Par un jugement n° 2500405 du 27 février 2025, le magistrat désigné par le président du tribunal administratif de Dijon a rejeté sa demande.
Procédure devant la cour :
Par une requête, enregistrée le 24 mars 2025, M. D…, représenté par Me Si Hassen, demande à la cour :
1°) d’annuler le jugement n° 2500405 du 27 février 2025 du magistrat désigné par le président du tribunal administratif de Dijon ;
2°) d’annuler les décisions du 1er février 2025 par lesquelles le préfet de la Côte-d’Or l’a obligé à quitter le territoire français, lui a refusé un délai de départ volontaire, a fixé le pays à destination duquel il est susceptible d’être reconduit d’office et a prononcé à son encontre une interdiction de retour sur le territoire français pour une durée de trois ans, ainsi que l’arrêté du même jour par lequel le préfet de la Côte-d’Or l’a assigné à résidence pour une durée de quarante-cinq jours ;
3°) de mettre à la charge de l’Etat une somme de 2 000 euros sur le fondement des dispositions de l’article L. 761-1 du code de justice administrative.
Il soutient que :
- les décisions portant obligation de quitter le territoire français, lui refusant un délai de départ volontaire et lui faisant interdiction de retour sur le territoire français pour une durée de trois ans ont été prises en méconnaissance de son droit à être entendu tel que défini par les stipulations de l’article 41 de la charte des droits fondamentaux de l’Union ;
Sur la décision portant obligation de quitter le territoire français :
- cette décision méconnait les stipulations du 1° de l’article 6 de l’accord franco-algérien et les stipulations de l’article 8 de la convention européenne de sauvegarde des droits de l’homme et des libertés fondamentales ;
Sur la décision portant refus d’un délai de départ volontaire :
- cette décision est dépourvue de base légale à raison de l’illégalité de la décision lui faisant obligation de quitter le territoire français ;
- elle est entachée d’une erreur manifeste d’appréciation dès lors que son comportement ne constitue pas une menace pour l’ordre public et qu’il ne présente aucun risque de fuite ;
- il n’est pas établi que la personne qui a consulté le fichier automatisé des empreintes digitales était habilitée pour le faire ;
Sur la décision fixant le pays de renvoi :
- cette décision est dépourvue de base légale à raison de l’illégalité de la décision lui faisant obligation de quitter le territoire français ;
Sur la décision portant interdiction de retour sur le territoire français pour une durée de trois ans :
- cette décision est dépourvue de base légale à raison de l’illégalité des décisions lui faisant obligation de quitter le territoire français et lui refusant un délai de départ volontaire ;
- elle est entachée d’une erreur manifeste d’appréciation et méconnait les stipulations de l’article 8 de la convention européenne de sauvegarde des droits de l’homme et des libertés fondamentales ;
Sur la décision portant assignation à résidence :
- cette décision est dépourvue de base légale à raison de l’illégalité de la décision lui faisant obligation de quitter le territoire français.
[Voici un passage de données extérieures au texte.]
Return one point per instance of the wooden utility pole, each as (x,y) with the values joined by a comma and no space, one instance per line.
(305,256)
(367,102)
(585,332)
Par un mémoire en défense enregistré le 19 septembre 2025, le préfet de la Côte-d’Or conclut au rejet de la requête et à ce que soit mise à la charge de M. C… une somme de 500 euros sur le fondement des dispositions de l’article L. 761-1 du code de justice administrative.
Il soutient que :
- le moyen tiré de la violation du droit d’être entendu est irrecevable dès lors qu’il est soulevé pour la première fois en appel ;
- M. C…, qui n’établit pas résider en France depuis plus de dix ans, n’est pas fondé à se prévaloir des stipulations du 1° de l’article 6 de l’accord franco-algérien ;
- le moyen tiré de la violation des stipulations de l’article 8 de la convention européenne de sauvegarde des droits de l’homme et des libertés fondamentales devra être écarté ;
- le comportement de l’intéressé constitue une menace pour l’ordre public ;
- aucun des autres moyens soulevés par le requérant n’est fondé.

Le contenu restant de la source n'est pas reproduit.